Hey Anon. I recently started learning about Spiders and Scraping with Python. Just wondering if anyone has any good sites on learning to scrape anonymously? I have been trying to read anything I can get my hands on. I feel like this is such a valuable skill and I want to learn to do it as best as I can.
You're not being clear, what do you want to scrape?
Is there a reason to do it anonymously?
If there is then the answer is to use a proxy.
>>57272836
m8 just use the requests + htmlparser libraries it's real ez
>>57272836
Cefpython is comfy as fuck!
>>57272836
Install the following and do some tutorials.
http://docs.python-requests.org/en/master/
https://www.crummy.com/software/BeautifulSoup/bs4/doc/
>>57272836
why anonymous? just google "scrapy" and you'll get plenty, youtube it too
if you're trying to do craigslist their listing only update ever 15 minutes anyways, so set your interval to 15 minutes and you won't get banned.
I have a vps so I have my vps and my home computer scraping craigslist every 30 minutes, offset by 15 minutes
>>57273819
this. skip all the stupid requests/scrapy shit and go straight to cefpython/selenium/ghost.py/QtWebEngine because that's the only shit that actually works
>>57272922
As long as you do this, it is easy. After you want something more than that, it becomes freakin hard.

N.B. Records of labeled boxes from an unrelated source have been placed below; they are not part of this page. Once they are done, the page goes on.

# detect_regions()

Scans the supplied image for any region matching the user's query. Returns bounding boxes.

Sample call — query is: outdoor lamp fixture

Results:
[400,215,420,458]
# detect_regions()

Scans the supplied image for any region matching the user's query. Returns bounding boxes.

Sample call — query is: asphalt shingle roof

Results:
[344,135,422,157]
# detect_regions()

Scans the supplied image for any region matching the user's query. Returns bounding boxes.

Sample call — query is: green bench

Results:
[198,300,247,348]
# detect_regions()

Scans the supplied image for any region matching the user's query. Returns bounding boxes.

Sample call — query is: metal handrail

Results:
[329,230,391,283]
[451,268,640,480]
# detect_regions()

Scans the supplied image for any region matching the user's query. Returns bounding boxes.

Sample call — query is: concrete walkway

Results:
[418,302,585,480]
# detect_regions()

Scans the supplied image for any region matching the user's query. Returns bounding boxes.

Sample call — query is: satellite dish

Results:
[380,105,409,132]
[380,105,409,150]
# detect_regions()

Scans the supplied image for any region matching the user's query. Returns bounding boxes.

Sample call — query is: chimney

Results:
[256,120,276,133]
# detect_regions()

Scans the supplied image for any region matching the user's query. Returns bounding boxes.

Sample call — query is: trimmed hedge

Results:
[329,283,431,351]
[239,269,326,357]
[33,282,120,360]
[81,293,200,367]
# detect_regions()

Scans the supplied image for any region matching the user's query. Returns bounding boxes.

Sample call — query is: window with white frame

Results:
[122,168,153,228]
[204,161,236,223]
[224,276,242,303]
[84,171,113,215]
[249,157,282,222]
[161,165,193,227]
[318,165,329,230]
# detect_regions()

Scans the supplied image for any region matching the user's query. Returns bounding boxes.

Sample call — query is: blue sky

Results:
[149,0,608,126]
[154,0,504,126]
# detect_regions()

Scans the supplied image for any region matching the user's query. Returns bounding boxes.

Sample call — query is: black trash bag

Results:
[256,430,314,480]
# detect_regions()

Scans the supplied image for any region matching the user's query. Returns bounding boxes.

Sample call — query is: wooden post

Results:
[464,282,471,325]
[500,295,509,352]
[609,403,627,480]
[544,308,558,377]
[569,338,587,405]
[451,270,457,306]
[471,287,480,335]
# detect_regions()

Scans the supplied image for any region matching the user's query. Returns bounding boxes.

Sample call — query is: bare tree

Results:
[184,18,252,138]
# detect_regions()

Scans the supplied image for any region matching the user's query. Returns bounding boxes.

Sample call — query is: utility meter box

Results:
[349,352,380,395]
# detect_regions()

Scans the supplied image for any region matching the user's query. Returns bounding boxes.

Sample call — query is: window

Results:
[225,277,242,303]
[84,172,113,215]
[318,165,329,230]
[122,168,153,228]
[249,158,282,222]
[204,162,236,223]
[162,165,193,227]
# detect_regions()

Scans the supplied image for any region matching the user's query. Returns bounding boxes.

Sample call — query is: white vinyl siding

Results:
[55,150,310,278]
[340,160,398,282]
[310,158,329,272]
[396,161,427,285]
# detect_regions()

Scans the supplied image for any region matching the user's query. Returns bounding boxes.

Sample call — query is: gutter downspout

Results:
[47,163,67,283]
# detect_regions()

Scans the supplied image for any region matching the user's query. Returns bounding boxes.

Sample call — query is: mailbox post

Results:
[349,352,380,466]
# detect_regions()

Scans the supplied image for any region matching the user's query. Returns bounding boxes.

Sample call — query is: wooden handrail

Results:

How do you decide when to re-crawl a certain site?
How would you handle millions of pages that needs to be crawled?
What If you want to be certain, that no duplicating happened? (crawling the same url, you need to recognize if you crawled it already, from millions of urls..)
What If you want to limit the load a target site can get from you, I mean, If you just rush a site with everything you got, it is basically a ddos...
>>57272836
Async + aiohttp and some html parsing.
Much faster than doing scraping synchronously
Use a database to store source website and all the links from it.
That way you can also check for duplicates easily